Civil rights fights on display
Museum highlights state's struggles to keep people free
The Museum on Main's current exhibit makes it clear that the fight for freedom, although it has a long history in our state, is still ongoing.
"Wherever There's a Fight: The History of Civil Liberties in California" goes back to the battle against slavery in the mid-19th century and works its way to the current campaign for marriage equality.
The exhibit poses questions and gives historic examples of the fight for liberties:
* Who is free?
* Who can own land?
* Who is an American?
* When do we have the right to bear arms?
* Whose habits can be banned?
This last section notes that protecting the public's health can push some people into corners, for instance, California's increasingly strict laws against smoking in public.
Videos air struggles including Martin Luther King Jr. marches, and House Un-American Activities Committee hearings during the Cold War, which led to the blacklisting of thousands of teachers and government workers wrongly accused of disloyalty and the imprisonment of Hollywood writers and directors who refused to answer questions.

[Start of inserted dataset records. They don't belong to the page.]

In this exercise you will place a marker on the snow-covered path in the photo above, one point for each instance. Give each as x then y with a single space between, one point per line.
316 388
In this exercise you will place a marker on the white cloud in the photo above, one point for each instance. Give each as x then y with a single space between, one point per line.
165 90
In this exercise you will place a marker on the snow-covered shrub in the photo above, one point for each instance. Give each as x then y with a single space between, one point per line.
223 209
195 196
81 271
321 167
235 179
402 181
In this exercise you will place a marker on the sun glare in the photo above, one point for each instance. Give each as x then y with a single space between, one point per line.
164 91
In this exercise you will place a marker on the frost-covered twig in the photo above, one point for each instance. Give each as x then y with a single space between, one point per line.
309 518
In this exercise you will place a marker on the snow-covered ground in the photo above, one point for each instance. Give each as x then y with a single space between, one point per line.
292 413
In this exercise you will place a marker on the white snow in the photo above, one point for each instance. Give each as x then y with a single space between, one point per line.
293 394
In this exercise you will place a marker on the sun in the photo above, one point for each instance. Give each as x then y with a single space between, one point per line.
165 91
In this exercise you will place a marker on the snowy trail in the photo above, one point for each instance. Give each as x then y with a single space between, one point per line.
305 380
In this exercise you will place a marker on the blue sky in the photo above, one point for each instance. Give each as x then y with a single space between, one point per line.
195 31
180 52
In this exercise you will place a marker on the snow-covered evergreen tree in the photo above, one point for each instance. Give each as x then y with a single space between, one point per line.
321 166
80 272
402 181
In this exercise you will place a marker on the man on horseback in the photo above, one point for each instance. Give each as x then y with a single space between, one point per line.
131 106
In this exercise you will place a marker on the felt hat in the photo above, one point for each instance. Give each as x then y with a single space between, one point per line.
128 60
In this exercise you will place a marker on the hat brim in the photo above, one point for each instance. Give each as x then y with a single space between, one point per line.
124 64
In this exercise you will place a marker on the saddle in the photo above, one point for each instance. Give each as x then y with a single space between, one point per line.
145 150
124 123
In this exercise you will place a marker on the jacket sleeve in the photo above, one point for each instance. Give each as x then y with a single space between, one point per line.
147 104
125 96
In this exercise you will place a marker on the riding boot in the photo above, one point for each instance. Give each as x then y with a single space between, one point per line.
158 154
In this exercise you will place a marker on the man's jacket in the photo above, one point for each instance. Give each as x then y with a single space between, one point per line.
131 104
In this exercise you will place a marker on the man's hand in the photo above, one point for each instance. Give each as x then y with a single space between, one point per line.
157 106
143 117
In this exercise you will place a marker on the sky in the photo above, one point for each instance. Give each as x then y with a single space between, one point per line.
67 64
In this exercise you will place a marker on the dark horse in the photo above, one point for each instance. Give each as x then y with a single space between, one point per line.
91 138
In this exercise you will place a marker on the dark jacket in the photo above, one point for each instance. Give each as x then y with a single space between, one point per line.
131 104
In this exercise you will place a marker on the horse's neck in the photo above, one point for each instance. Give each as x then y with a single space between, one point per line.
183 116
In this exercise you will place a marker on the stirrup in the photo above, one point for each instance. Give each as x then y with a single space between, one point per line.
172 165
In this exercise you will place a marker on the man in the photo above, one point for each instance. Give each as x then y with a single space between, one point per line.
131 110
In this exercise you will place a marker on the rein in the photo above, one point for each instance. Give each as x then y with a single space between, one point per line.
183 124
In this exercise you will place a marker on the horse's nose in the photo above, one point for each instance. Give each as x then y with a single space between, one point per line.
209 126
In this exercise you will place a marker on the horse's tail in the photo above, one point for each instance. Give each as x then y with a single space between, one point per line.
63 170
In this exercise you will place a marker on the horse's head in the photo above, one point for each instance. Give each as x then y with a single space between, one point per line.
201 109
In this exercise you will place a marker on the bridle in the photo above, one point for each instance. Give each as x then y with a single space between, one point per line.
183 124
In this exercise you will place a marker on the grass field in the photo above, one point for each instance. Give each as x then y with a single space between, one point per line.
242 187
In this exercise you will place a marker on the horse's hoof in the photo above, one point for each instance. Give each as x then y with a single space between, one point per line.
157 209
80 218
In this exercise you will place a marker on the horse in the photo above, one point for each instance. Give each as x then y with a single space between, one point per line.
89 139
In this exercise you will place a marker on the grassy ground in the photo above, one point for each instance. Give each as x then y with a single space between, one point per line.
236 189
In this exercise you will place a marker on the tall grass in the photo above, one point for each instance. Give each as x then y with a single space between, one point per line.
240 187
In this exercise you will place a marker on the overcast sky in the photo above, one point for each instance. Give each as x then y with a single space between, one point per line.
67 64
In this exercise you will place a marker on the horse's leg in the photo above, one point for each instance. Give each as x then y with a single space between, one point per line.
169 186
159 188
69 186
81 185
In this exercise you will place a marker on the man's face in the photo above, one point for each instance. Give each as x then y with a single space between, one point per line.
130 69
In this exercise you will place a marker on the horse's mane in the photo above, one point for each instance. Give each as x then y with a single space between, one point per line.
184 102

One section called "Do you remember" lets visitors share their stories. One person told about being poorly treated in 2005 for having a mixed race child, with a woman calling them "horrible things."
"I thought we lived in the 2000's, not the 1800's," the person wrote. "I wish ignorance would vanish!"
A legally married gay couple tells about receiving the third degree at customs when returning to the United States.
"Wherever There's a Fight" is a traveling exhibit from Exhibit Envoy, funded by the California Council for the Humanities, a Searching for Democracy Project. The Museum on Main has added from its own collections, including a selection of banned and challenged books.
The interactive displays also include comments on Post-it notes, which include:
* "We shouldn't vote for our rights. That's why they're called 'rights.'"
* "Education is the key to use of guns. It's the decision a person makes about when they point the gun (that) is the problem."
* "All people should be able to love whomever they wish. That's why we were granted 'freedom.'"
The museum also offers a chance for patrons to design their own protest buttons. "Keep your hands off my Internet," reads one.